Samantha was the first to notice him. She smiled at something on the television, then turned her head toward the doorway. She wasn’t exactly bubbly, but at least she didn’t look tortured, as she had when he’d left. “Hi, Dad,” she said.
“Hi,” he answered back, afraid to say more, afraid of breaking the spell, afraid that all of this would disappear.
“Hi, Dad,” Bonnie mimicked, looking up from her toy and giving him a brilliant smile.
“Hi,” he said again, his own feelings too deep to fit into a smile. He felt something break open inside him. He was flooded with tenderness for these children and with shame that he was seeing them for the first time.
Cameron stood up, knocking over his plastic cup again. He stepped on the remains of his chicken and macaroni, sending his carrot sticks flying as the plate went over. He ran toward Alasdair and hugged his legs. Alasdair lifted him up. He’d been freshly bathed. His hair was still slightly wet around his neckline. He was wearing new red zip-up pajamas, still fuzzy. “Hi,” Cameron said. Alasdair hid his face in the boy’s
shoulder. He could feel the warm skin, smell the soap. He squeezed his eyes shut until the tears had abated.

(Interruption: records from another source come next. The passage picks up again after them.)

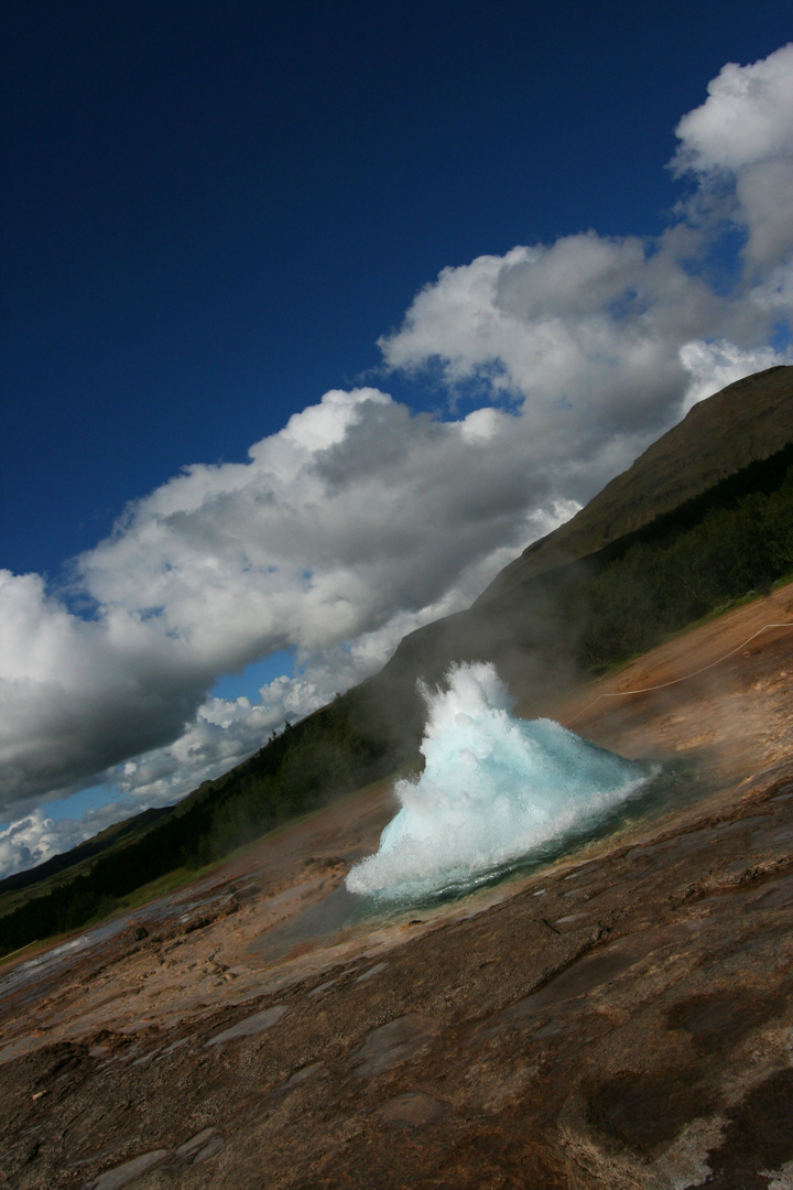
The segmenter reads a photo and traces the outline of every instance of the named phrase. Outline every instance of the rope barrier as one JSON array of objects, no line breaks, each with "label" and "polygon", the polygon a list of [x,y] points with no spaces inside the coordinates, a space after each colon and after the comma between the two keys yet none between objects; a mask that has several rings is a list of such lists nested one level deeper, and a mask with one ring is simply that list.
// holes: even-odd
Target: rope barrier
[{"label": "rope barrier", "polygon": [[724,653],[723,657],[711,662],[710,665],[703,665],[701,669],[694,670],[693,674],[685,674],[684,677],[675,677],[671,682],[659,682],[657,685],[642,685],[636,690],[610,690],[606,694],[599,694],[597,699],[592,699],[592,702],[587,702],[583,710],[579,710],[577,715],[573,715],[569,722],[565,724],[565,726],[569,727],[569,725],[574,724],[577,719],[585,715],[590,707],[593,707],[596,702],[600,702],[603,699],[625,699],[631,694],[648,694],[650,690],[666,690],[668,687],[678,685],[680,682],[688,682],[692,677],[698,677],[700,674],[707,672],[709,669],[715,669],[716,665],[720,665],[722,662],[725,662],[728,657],[732,657],[734,653],[739,653],[742,649],[745,649],[747,645],[751,644],[751,641],[763,633],[766,628],[793,628],[793,622],[763,624],[762,628],[759,628],[757,632],[753,632],[751,635],[743,641],[743,644],[736,645],[735,649],[730,649],[729,653]]}]

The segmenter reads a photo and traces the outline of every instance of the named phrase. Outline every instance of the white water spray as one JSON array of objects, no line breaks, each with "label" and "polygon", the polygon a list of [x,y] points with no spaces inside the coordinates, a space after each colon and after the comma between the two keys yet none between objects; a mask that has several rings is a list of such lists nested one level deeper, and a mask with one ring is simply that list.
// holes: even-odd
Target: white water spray
[{"label": "white water spray", "polygon": [[446,679],[447,690],[423,691],[424,771],[397,782],[402,809],[377,854],[348,872],[351,892],[398,898],[471,885],[597,823],[652,775],[550,719],[512,718],[493,665],[454,665]]}]

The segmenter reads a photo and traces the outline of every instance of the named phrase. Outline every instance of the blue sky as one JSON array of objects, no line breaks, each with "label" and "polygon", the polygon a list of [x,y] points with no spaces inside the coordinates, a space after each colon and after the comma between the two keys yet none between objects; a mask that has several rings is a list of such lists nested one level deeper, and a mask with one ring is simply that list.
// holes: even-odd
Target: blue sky
[{"label": "blue sky", "polygon": [[0,871],[234,763],[785,356],[791,25],[2,7]]}]

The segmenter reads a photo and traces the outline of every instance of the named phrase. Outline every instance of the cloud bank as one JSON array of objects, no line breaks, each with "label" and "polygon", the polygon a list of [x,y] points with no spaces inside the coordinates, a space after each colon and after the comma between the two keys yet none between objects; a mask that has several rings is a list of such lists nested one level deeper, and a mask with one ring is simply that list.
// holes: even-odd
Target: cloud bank
[{"label": "cloud bank", "polygon": [[[416,295],[379,346],[442,415],[326,393],[246,462],[131,503],[68,587],[0,571],[0,872],[96,829],[31,814],[48,798],[106,779],[162,804],[250,754],[470,603],[696,400],[788,361],[793,45],[707,90],[660,237],[516,246]],[[279,650],[296,676],[258,703],[208,696]]]}]

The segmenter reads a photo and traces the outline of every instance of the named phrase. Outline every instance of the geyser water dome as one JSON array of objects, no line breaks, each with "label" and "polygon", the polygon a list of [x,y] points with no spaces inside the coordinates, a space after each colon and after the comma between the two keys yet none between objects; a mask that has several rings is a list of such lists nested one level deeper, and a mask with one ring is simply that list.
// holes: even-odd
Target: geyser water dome
[{"label": "geyser water dome", "polygon": [[396,783],[402,809],[377,854],[348,872],[351,892],[403,898],[470,888],[597,823],[654,775],[550,719],[512,718],[493,665],[454,665],[446,679],[446,690],[422,690],[424,771]]}]

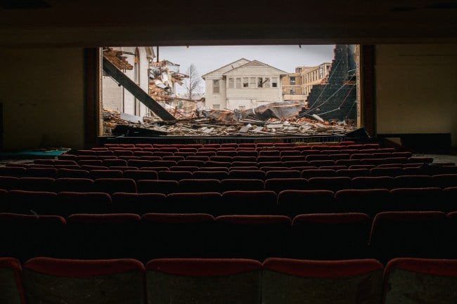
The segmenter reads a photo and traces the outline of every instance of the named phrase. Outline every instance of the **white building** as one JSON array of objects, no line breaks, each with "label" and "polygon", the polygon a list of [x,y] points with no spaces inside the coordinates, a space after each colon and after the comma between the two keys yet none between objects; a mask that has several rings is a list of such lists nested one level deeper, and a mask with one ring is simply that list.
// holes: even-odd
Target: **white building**
[{"label": "white building", "polygon": [[[149,62],[155,57],[152,47],[121,47],[112,48],[121,51],[122,56],[133,66],[131,70],[122,72],[131,80],[135,81],[145,92],[149,91],[148,68]],[[102,103],[103,107],[122,113],[148,116],[149,109],[138,100],[123,86],[118,84],[110,76],[103,74],[102,77]]]},{"label": "white building", "polygon": [[259,61],[241,58],[202,76],[206,106],[245,110],[283,101],[281,77],[285,74]]}]

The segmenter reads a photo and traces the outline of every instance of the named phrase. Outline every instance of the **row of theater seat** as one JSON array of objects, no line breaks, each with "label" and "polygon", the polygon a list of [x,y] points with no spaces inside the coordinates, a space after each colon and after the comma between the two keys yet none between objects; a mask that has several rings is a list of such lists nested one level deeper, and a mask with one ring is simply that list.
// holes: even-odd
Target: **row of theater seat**
[{"label": "row of theater seat", "polygon": [[0,213],[0,256],[457,258],[457,212],[221,216]]},{"label": "row of theater seat", "polygon": [[[359,155],[359,154],[354,154]],[[378,157],[368,157],[366,154],[360,154],[361,158],[345,157],[345,154],[337,154],[335,157],[329,155],[308,155],[304,156],[259,156],[259,157],[230,157],[230,156],[70,156],[70,159],[36,159],[35,164],[41,166],[52,165],[64,167],[68,166],[136,166],[137,168],[152,166],[161,164],[162,166],[255,166],[261,167],[264,164],[279,164],[283,166],[352,166],[352,165],[375,165],[394,164],[397,166],[410,164],[431,163],[432,157],[399,157],[380,155]],[[24,166],[16,164],[16,166]],[[70,168],[70,167],[68,167]]]},{"label": "row of theater seat", "polygon": [[449,304],[457,260],[0,258],[4,304]]},{"label": "row of theater seat", "polygon": [[[122,163],[117,163],[118,161]],[[328,170],[327,171],[309,171],[315,173],[316,176],[323,176],[324,175],[343,175],[352,172],[352,176],[356,176],[357,173],[360,176],[375,175],[375,176],[397,176],[405,174],[423,174],[423,175],[435,175],[443,173],[457,173],[457,166],[453,163],[442,163],[428,164],[424,163],[411,163],[411,164],[359,164],[359,165],[329,165],[326,161],[313,161],[292,162],[265,162],[265,163],[250,163],[244,162],[241,166],[230,166],[225,163],[211,162],[206,163],[201,161],[183,161],[183,162],[176,163],[172,161],[138,161],[134,160],[129,163],[124,160],[119,159],[112,162],[113,160],[108,161],[87,161],[88,164],[72,164],[72,165],[46,165],[46,164],[24,164],[13,165],[7,164],[4,167],[0,167],[0,176],[16,176],[16,177],[88,177],[89,174],[82,171],[74,171],[73,170],[82,170],[91,171],[93,170],[117,170],[117,171],[224,171],[230,172],[234,170],[249,170],[249,171],[262,171],[265,172],[272,171],[299,171],[302,172],[304,170]],[[86,162],[84,162],[86,164]],[[205,164],[208,164],[207,166]],[[119,166],[112,166],[118,164]],[[315,166],[311,166],[314,164]],[[325,166],[321,166],[325,164]],[[192,165],[192,166],[191,166]],[[213,166],[218,165],[218,166]],[[293,165],[293,166],[289,166]],[[297,166],[300,165],[300,166]],[[347,170],[359,170],[359,171],[348,171]],[[363,170],[361,170],[363,169]],[[331,171],[330,171],[331,170]],[[338,172],[336,172],[338,171]],[[308,172],[308,171],[307,171]],[[85,176],[84,176],[85,173]],[[75,174],[79,174],[75,176]],[[271,173],[270,173],[271,174]],[[287,174],[285,173],[285,174]],[[292,175],[288,177],[297,177]],[[300,175],[298,175],[300,177]],[[115,177],[119,177],[116,176]],[[313,177],[311,174],[308,177]]]},{"label": "row of theater seat", "polygon": [[[325,171],[325,173],[328,173]],[[100,192],[107,193],[175,193],[184,192],[224,192],[231,190],[396,189],[401,187],[437,187],[457,186],[456,174],[401,175],[395,177],[326,176],[323,173],[304,171],[301,176],[281,174],[273,171],[265,175],[256,171],[233,171],[201,172],[153,171],[93,171],[89,176],[69,178],[18,178],[0,176],[0,189],[49,192]],[[293,173],[292,171],[291,173]],[[322,174],[321,176],[320,174]],[[251,176],[249,178],[248,176]],[[268,177],[267,177],[268,176]],[[276,176],[276,178],[274,178]],[[307,176],[305,178],[304,176]],[[313,177],[315,176],[315,177]]]},{"label": "row of theater seat", "polygon": [[278,148],[288,147],[301,147],[303,149],[338,149],[340,147],[347,147],[348,146],[354,147],[356,149],[363,148],[378,148],[380,145],[378,143],[360,143],[352,140],[345,140],[339,143],[207,143],[207,144],[195,144],[195,143],[179,143],[179,144],[157,144],[157,143],[105,143],[101,147],[93,147],[91,150],[105,150],[105,149],[118,149],[118,148],[147,148],[147,147],[177,147],[183,148]]},{"label": "row of theater seat", "polygon": [[[108,180],[110,182],[110,180]],[[177,182],[175,191],[177,187]],[[119,191],[110,183],[112,191]],[[193,184],[191,184],[193,185]],[[159,190],[156,190],[158,192]],[[387,189],[344,189],[336,192],[286,190],[233,190],[222,193],[44,192],[0,189],[0,212],[66,216],[72,213],[205,213],[270,214],[363,212],[374,215],[388,211],[457,211],[457,187]]]},{"label": "row of theater seat", "polygon": [[[91,153],[89,153],[89,152]],[[215,149],[206,149],[205,151],[198,152],[167,152],[163,150],[155,151],[131,151],[131,150],[105,150],[105,151],[86,151],[81,154],[65,154],[58,156],[59,160],[81,160],[115,158],[142,158],[154,159],[162,157],[165,159],[200,159],[200,157],[217,159],[234,159],[231,161],[241,160],[244,157],[262,158],[262,157],[291,157],[291,159],[314,160],[314,159],[361,159],[369,158],[411,158],[413,154],[410,152],[395,152],[390,149],[370,149],[363,150],[236,150]],[[215,160],[214,159],[214,160]],[[258,160],[259,161],[259,160]]]}]

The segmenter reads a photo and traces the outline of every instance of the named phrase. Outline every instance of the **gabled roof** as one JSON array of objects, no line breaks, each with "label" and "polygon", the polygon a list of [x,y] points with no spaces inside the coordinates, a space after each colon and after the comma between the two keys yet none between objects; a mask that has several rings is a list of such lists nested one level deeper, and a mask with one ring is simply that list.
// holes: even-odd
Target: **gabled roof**
[{"label": "gabled roof", "polygon": [[[214,72],[217,72],[217,71],[219,71],[219,70],[224,70],[224,68],[226,68],[226,67],[230,67],[231,65],[238,65],[238,64],[240,63],[240,62],[243,62],[243,61],[244,61],[244,62],[245,62],[245,63],[241,63],[241,65],[243,65],[243,64],[245,64],[245,63],[249,63],[249,62],[251,62],[251,60],[248,60],[246,59],[246,58],[240,58],[240,59],[238,59],[238,60],[236,60],[236,61],[233,61],[233,62],[230,62],[230,63],[228,63],[228,65],[224,65],[224,66],[223,66],[223,67],[219,67],[219,68],[218,68],[218,69],[216,69],[216,70],[213,70],[213,71],[211,71],[211,72],[208,72],[208,73],[206,73],[206,74],[204,74],[204,75],[202,75],[202,78],[205,79],[205,77],[207,77],[207,76],[210,75],[210,74],[212,74],[212,73],[214,73]],[[233,69],[232,69],[232,70],[233,70]]]},{"label": "gabled roof", "polygon": [[245,63],[245,64],[244,64],[243,65],[240,65],[239,67],[235,67],[234,69],[232,69],[230,71],[226,72],[225,73],[224,73],[224,75],[225,75],[226,74],[229,73],[231,72],[233,72],[233,71],[234,71],[236,70],[240,69],[242,67],[271,67],[272,69],[274,69],[274,70],[277,70],[278,72],[279,72],[280,74],[287,75],[288,74],[287,72],[284,72],[282,70],[277,69],[277,68],[276,68],[274,67],[272,67],[271,65],[267,65],[266,63],[261,62],[259,60],[252,60],[252,61],[250,61],[250,62],[249,62],[247,63]]}]

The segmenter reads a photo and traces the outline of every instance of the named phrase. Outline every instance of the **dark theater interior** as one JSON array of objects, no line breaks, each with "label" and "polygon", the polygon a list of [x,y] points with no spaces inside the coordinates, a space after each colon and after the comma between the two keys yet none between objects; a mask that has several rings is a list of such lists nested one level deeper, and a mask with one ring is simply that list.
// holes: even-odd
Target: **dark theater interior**
[{"label": "dark theater interior", "polygon": [[[321,44],[355,131],[101,136],[103,47]],[[0,303],[457,303],[457,1],[0,0]]]}]

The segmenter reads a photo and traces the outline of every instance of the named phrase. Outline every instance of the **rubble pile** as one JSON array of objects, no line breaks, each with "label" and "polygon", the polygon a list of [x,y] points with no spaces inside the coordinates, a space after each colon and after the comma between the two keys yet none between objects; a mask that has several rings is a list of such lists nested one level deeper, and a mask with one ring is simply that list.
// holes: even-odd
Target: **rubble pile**
[{"label": "rubble pile", "polygon": [[175,84],[182,86],[188,76],[179,73],[179,65],[168,60],[151,62],[149,66],[149,95],[157,102],[175,99]]},{"label": "rubble pile", "polygon": [[138,119],[127,120],[121,117],[121,113],[103,110],[105,135],[116,135],[113,131],[117,125],[148,130],[150,133],[169,136],[344,135],[356,129],[356,126],[351,123],[322,123],[316,119],[297,117],[271,117],[262,121],[228,110],[212,110],[206,117],[185,118],[174,121],[163,121],[157,117],[139,117]]},{"label": "rubble pile", "polygon": [[103,48],[103,56],[109,60],[119,70],[125,71],[126,70],[133,70],[134,66],[127,60],[127,56],[123,56],[122,51],[114,50],[112,48]]}]

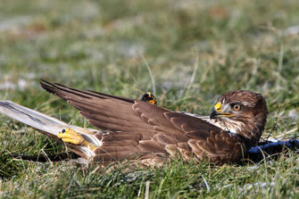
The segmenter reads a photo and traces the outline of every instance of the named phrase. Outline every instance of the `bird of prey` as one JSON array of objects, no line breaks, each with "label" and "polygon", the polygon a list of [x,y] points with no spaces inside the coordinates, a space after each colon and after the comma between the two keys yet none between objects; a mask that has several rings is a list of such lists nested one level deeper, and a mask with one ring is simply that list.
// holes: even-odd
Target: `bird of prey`
[{"label": "bird of prey", "polygon": [[0,102],[0,113],[64,143],[80,156],[78,162],[103,167],[122,160],[161,166],[178,156],[215,164],[238,162],[259,141],[268,113],[263,96],[244,90],[224,94],[210,116],[199,116],[159,107],[150,93],[134,100],[45,80],[41,87],[101,130],[70,125],[10,101]]}]

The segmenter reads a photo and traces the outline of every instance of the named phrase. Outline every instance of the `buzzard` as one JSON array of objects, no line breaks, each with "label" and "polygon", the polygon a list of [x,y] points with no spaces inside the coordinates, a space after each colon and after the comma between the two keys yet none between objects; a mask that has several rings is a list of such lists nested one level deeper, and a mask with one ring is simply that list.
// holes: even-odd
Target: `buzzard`
[{"label": "buzzard", "polygon": [[101,131],[70,125],[10,101],[0,102],[0,112],[64,143],[79,155],[78,162],[101,166],[121,160],[160,166],[178,156],[215,164],[238,162],[259,141],[268,113],[260,94],[244,90],[226,93],[210,116],[200,116],[159,107],[150,93],[143,96],[150,97],[146,103],[45,80],[41,87],[77,108]]}]

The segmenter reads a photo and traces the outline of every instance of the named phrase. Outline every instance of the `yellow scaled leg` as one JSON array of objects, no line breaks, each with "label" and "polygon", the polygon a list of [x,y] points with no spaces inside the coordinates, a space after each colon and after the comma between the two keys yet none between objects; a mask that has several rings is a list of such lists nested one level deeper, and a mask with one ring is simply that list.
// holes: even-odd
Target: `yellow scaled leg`
[{"label": "yellow scaled leg", "polygon": [[84,139],[84,137],[77,133],[76,131],[71,129],[62,129],[61,133],[58,133],[57,135],[58,138],[62,139],[63,142],[66,143],[71,143],[74,145],[79,145],[89,147],[91,150],[94,150],[96,147],[94,144],[91,144],[90,142]]}]

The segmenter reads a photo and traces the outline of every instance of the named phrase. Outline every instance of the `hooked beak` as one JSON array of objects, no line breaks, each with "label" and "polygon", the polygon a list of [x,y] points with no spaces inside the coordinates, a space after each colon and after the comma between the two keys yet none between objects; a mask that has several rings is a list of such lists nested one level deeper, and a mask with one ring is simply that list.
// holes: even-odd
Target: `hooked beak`
[{"label": "hooked beak", "polygon": [[220,117],[231,117],[231,116],[234,116],[234,114],[221,112],[221,103],[218,103],[212,108],[210,113],[210,120],[220,118]]}]

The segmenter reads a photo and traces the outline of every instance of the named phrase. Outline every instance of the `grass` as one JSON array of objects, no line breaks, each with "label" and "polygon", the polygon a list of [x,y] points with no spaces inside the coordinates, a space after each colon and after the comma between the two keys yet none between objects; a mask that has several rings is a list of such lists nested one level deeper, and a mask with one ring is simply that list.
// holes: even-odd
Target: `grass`
[{"label": "grass", "polygon": [[[296,0],[0,4],[0,100],[87,127],[75,109],[40,88],[40,79],[132,98],[155,90],[159,105],[200,114],[221,94],[248,89],[267,99],[263,137],[298,137]],[[98,173],[68,162],[12,159],[9,153],[65,148],[2,115],[0,131],[3,198],[144,198],[146,181],[150,198],[299,198],[295,153],[258,164],[177,160],[162,169],[124,171],[125,164]]]}]

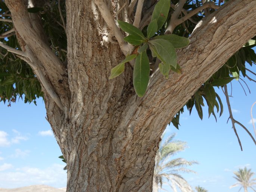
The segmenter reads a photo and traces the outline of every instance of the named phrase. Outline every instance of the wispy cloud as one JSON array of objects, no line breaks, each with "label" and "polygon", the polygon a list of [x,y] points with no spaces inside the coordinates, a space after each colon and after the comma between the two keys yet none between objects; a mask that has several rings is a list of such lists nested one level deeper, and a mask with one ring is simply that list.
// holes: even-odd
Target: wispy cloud
[{"label": "wispy cloud", "polygon": [[16,149],[15,150],[15,153],[11,155],[10,156],[12,158],[24,158],[28,155],[30,151],[28,150],[22,151],[19,149]]},{"label": "wispy cloud", "polygon": [[52,130],[39,131],[38,132],[38,134],[41,136],[52,136],[53,135],[53,133]]},{"label": "wispy cloud", "polygon": [[[5,170],[7,170],[7,169],[10,169],[12,168],[13,167],[12,164],[9,164],[8,163],[4,163],[3,165],[0,165],[0,171],[5,171]],[[1,174],[1,173],[0,173]]]},{"label": "wispy cloud", "polygon": [[228,168],[225,168],[224,169],[224,171],[225,172],[231,172],[232,171],[232,170],[231,169],[228,169]]},{"label": "wispy cloud", "polygon": [[30,167],[0,172],[0,188],[15,188],[33,185],[60,188],[67,185],[67,171],[63,164],[54,164],[45,169]]},{"label": "wispy cloud", "polygon": [[244,167],[246,167],[247,168],[250,167],[251,166],[251,164],[247,163],[247,164],[245,164],[244,165],[239,165],[235,167],[235,168],[236,169],[239,168],[243,168]]},{"label": "wispy cloud", "polygon": [[15,135],[9,139],[8,138],[9,134],[6,132],[0,131],[0,147],[6,147],[13,143],[19,143],[21,140],[26,140],[28,139],[27,137],[22,135],[15,129],[13,129],[12,131]]},{"label": "wispy cloud", "polygon": [[[256,123],[256,119],[255,118],[253,118],[253,122],[254,122],[255,124]],[[250,120],[250,121],[248,122],[248,123],[252,124],[252,119]]]},{"label": "wispy cloud", "polygon": [[7,138],[8,134],[6,132],[0,131],[0,147],[9,146],[10,144]]}]

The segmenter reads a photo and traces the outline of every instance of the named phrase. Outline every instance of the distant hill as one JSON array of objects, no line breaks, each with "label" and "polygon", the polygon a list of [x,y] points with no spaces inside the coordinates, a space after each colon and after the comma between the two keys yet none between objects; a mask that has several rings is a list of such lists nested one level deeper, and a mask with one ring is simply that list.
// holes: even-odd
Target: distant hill
[{"label": "distant hill", "polygon": [[31,185],[15,189],[3,189],[0,188],[0,192],[64,192],[65,188],[58,189],[47,185]]}]

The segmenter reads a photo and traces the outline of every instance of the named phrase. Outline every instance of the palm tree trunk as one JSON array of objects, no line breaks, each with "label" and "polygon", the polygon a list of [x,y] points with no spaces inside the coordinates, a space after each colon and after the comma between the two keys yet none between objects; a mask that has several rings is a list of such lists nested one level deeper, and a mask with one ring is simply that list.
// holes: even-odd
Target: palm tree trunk
[{"label": "palm tree trunk", "polygon": [[153,188],[152,192],[158,192],[158,183],[155,177],[153,177]]}]

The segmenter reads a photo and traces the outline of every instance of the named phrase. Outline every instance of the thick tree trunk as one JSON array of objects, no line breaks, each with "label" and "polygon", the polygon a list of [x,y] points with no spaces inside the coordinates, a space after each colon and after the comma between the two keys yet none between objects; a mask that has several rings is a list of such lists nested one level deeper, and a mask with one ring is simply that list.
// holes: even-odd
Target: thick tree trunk
[{"label": "thick tree trunk", "polygon": [[[127,1],[107,1],[114,12]],[[21,26],[26,14],[17,2],[22,1],[5,1],[13,23],[36,57],[50,58],[45,44],[30,39],[33,25]],[[141,98],[129,65],[108,79],[124,56],[118,44],[104,41],[110,32],[93,1],[69,0],[66,6],[67,75],[58,61],[54,68],[41,61],[64,105],[60,110],[44,90],[48,119],[67,161],[67,191],[151,191],[161,134],[202,84],[256,35],[256,1],[230,1],[200,22],[191,44],[177,52],[182,74],[172,73],[166,80],[157,72]],[[125,7],[119,19],[127,19]]]}]

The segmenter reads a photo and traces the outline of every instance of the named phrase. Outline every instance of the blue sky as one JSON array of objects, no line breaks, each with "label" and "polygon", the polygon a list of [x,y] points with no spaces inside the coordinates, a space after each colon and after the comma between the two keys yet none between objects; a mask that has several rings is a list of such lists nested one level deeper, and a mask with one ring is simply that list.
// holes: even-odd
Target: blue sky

“Well, look who’s home,” Bridie said, her voice warm and welcoming. He turned to greet her and was struck almost physically by the change in her appearance. Later he would realize it was only the color of her hair that had changed, from the light brown to a shimmering white-blond. But as he turned his head that first moment, it seemed to him that more than that had shifted.
“I was going to have them wait to eat until you got here,” she apologized, “but I wasn’t sure when you’d get in.”
“Oh no, that’s quite all right. Really. That’s fine.” He was blathering like an idiot.